Die Polizei zog infolge des neuerlichen Aufmarsches, an dem unter anderem Dortmunds ehemaliger Feuerwehrchef Klaus Schäfer und der nordrhein-westfälische NPD-Chef Claus Cremer teilnahmen, ein positives Fazit. „Zu den befürchteten Gewalttätigkeiten ist es in Dortmund nicht gekommen. Mit starken Polizeikräften haben wir von Beginn an keinen Zweifel an unserem Einsatzziel – gegen Straf- und Gewalttäter konsequent vorzugehen – aufkommen lassen“, erklärte Polizeiführer Dieter Keil.
Die nordrhein-westfälische Linkspartei übte hingegen Kritik am Agieren der Polizei bei vergangenen Einsätzen. Keiner der neofaschistischen Straftäter der letzten Tage und Wochen sei von den Beamten gefasst worden.
„Bei einer der letzten rechten Kundgebungen ignorierten die Beamten sogar die Bewaffnung eines Nazis mit einem Messer“, kritisierte Christian Leye, Landessprecher der NRW-Linkspartei.
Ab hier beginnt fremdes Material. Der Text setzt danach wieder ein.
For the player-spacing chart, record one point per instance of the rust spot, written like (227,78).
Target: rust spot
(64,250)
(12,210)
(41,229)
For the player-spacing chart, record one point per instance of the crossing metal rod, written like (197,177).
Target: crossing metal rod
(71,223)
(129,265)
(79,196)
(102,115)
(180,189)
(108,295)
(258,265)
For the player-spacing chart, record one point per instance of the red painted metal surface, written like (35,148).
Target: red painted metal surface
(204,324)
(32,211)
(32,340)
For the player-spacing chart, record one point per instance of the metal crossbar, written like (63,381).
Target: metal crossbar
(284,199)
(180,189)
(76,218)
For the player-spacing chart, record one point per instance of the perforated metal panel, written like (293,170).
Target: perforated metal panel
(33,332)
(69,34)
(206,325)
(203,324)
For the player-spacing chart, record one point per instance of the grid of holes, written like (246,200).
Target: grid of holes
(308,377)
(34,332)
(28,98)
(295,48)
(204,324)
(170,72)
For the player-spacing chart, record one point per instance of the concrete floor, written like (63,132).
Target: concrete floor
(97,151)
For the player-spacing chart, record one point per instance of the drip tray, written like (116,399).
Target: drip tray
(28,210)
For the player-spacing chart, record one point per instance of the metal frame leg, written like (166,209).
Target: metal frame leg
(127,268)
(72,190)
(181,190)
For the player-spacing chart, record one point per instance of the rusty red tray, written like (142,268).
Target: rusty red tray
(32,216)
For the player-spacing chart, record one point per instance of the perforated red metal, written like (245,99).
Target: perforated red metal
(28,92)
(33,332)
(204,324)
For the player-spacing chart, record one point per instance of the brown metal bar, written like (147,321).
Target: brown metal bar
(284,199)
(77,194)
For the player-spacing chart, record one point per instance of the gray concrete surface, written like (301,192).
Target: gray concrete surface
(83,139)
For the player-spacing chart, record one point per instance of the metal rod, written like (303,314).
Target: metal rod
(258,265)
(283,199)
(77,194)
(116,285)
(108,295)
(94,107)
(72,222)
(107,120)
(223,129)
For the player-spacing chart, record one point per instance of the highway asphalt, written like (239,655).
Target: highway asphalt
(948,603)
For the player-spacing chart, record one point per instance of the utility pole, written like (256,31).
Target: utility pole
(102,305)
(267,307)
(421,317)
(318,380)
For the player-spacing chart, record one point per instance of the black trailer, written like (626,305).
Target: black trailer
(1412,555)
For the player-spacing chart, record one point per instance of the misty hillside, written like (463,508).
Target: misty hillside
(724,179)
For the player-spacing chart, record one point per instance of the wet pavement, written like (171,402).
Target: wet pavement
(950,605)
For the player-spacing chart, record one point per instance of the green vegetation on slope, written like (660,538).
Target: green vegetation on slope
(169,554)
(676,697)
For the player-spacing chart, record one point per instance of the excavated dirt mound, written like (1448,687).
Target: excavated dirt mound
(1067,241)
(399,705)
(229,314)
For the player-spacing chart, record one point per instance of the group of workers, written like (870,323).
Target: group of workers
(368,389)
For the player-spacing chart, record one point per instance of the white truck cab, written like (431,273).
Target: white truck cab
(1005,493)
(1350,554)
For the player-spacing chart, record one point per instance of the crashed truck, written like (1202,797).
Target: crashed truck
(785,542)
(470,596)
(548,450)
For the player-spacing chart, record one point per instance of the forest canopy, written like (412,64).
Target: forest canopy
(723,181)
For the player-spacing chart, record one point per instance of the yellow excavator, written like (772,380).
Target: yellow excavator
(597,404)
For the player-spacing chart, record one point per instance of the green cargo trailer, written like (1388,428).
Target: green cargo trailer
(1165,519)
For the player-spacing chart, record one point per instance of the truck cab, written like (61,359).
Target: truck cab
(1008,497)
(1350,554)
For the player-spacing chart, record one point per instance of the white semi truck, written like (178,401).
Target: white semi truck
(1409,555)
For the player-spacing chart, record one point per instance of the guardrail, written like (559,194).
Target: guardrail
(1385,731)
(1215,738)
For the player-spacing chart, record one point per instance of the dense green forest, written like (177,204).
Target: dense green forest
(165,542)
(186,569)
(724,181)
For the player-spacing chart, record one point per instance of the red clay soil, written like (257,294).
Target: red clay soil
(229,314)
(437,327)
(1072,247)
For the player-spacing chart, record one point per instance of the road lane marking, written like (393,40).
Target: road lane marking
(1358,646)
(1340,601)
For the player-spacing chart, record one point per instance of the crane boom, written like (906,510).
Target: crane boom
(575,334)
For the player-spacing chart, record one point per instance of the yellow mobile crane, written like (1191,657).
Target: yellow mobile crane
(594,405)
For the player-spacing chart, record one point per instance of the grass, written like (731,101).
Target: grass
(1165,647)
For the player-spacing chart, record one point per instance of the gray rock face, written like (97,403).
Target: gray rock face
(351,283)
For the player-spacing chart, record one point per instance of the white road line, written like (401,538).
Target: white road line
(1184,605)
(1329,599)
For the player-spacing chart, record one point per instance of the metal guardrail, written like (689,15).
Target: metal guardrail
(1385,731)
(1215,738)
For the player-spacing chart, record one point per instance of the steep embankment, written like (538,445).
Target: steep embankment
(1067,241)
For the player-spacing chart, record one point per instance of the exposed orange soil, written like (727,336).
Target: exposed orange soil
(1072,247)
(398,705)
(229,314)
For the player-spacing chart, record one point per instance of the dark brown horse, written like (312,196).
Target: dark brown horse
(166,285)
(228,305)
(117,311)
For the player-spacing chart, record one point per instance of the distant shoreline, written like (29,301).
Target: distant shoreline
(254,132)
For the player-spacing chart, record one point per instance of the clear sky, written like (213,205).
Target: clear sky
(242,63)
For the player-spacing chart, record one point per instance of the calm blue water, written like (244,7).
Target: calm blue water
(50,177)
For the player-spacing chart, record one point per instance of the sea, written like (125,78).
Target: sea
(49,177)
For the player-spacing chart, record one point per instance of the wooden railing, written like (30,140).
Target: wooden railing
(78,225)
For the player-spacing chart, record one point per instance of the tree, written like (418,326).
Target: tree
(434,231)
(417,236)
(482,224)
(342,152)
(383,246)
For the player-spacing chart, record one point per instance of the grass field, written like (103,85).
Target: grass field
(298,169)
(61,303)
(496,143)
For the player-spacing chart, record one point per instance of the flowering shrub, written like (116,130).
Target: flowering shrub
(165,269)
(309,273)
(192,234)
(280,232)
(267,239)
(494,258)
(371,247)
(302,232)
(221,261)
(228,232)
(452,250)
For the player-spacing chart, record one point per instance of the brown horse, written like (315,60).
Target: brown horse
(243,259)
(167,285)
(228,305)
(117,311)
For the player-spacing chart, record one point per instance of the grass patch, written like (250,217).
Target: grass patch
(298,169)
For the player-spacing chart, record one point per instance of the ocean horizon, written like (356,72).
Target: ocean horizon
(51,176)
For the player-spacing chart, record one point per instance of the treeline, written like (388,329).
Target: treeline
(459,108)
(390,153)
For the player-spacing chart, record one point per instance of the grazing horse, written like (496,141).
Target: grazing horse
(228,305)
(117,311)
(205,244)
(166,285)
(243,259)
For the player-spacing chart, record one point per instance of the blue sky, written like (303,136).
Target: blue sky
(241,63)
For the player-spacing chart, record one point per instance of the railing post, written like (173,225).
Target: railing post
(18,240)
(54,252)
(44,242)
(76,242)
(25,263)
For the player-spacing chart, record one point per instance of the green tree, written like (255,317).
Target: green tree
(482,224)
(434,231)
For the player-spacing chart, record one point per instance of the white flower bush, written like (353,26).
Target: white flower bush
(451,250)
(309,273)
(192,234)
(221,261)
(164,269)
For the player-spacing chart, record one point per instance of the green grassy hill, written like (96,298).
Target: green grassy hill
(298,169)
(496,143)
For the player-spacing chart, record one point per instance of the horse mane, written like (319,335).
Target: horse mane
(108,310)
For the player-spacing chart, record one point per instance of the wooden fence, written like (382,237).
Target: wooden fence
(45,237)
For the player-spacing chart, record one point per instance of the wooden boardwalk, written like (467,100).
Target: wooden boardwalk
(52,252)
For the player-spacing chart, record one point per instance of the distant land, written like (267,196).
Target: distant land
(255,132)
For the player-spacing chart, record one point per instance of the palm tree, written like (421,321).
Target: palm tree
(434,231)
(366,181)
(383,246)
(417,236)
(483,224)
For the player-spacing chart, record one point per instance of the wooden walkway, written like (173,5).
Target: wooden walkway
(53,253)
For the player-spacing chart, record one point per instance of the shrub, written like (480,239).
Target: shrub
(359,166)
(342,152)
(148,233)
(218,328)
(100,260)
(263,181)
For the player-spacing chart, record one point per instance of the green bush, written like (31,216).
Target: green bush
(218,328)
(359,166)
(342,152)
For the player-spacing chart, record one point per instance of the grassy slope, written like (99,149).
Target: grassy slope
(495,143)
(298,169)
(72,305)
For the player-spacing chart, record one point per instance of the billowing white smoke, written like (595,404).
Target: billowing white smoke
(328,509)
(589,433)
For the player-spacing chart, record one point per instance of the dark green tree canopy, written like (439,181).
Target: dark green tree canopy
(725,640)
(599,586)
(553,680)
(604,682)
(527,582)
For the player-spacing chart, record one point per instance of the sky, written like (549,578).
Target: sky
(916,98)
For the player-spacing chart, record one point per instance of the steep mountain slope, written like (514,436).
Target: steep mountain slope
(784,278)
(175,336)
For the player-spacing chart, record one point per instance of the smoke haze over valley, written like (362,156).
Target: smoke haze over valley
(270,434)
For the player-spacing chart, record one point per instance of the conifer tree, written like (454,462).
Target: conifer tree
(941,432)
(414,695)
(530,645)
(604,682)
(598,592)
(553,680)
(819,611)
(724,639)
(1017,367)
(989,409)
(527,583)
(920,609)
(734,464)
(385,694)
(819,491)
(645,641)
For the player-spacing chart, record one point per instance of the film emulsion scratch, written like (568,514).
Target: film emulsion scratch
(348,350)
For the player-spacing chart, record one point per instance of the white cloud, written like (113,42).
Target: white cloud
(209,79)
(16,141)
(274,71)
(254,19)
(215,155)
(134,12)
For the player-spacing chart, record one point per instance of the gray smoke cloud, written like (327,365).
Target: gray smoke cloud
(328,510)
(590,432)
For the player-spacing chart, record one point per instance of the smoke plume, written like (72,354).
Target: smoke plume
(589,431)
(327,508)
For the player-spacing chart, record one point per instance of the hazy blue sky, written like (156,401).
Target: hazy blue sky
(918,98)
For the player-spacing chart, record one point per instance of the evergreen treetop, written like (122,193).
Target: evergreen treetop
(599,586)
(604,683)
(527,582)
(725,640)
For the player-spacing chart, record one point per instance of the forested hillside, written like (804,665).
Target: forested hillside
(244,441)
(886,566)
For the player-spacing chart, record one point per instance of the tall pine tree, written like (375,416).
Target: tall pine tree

Die Polizei stehe in der Pflicht, endlich Erfolge im Kampf gegen rechte Gewalttäter vorzuweisen, statt „regelmäßig die mittlerweile sattsam bekannten Floskeln abzusondern und faktisch doch untätig zu bleiben“, monierte er außerdem. An den vergangenen antifaschistischen Protesten hatten sich neben Politikerinnen und Politikern der Linkspartei auch DKP, SDAJ und das Bündnis Dortmund gegen Rechts beteiligt.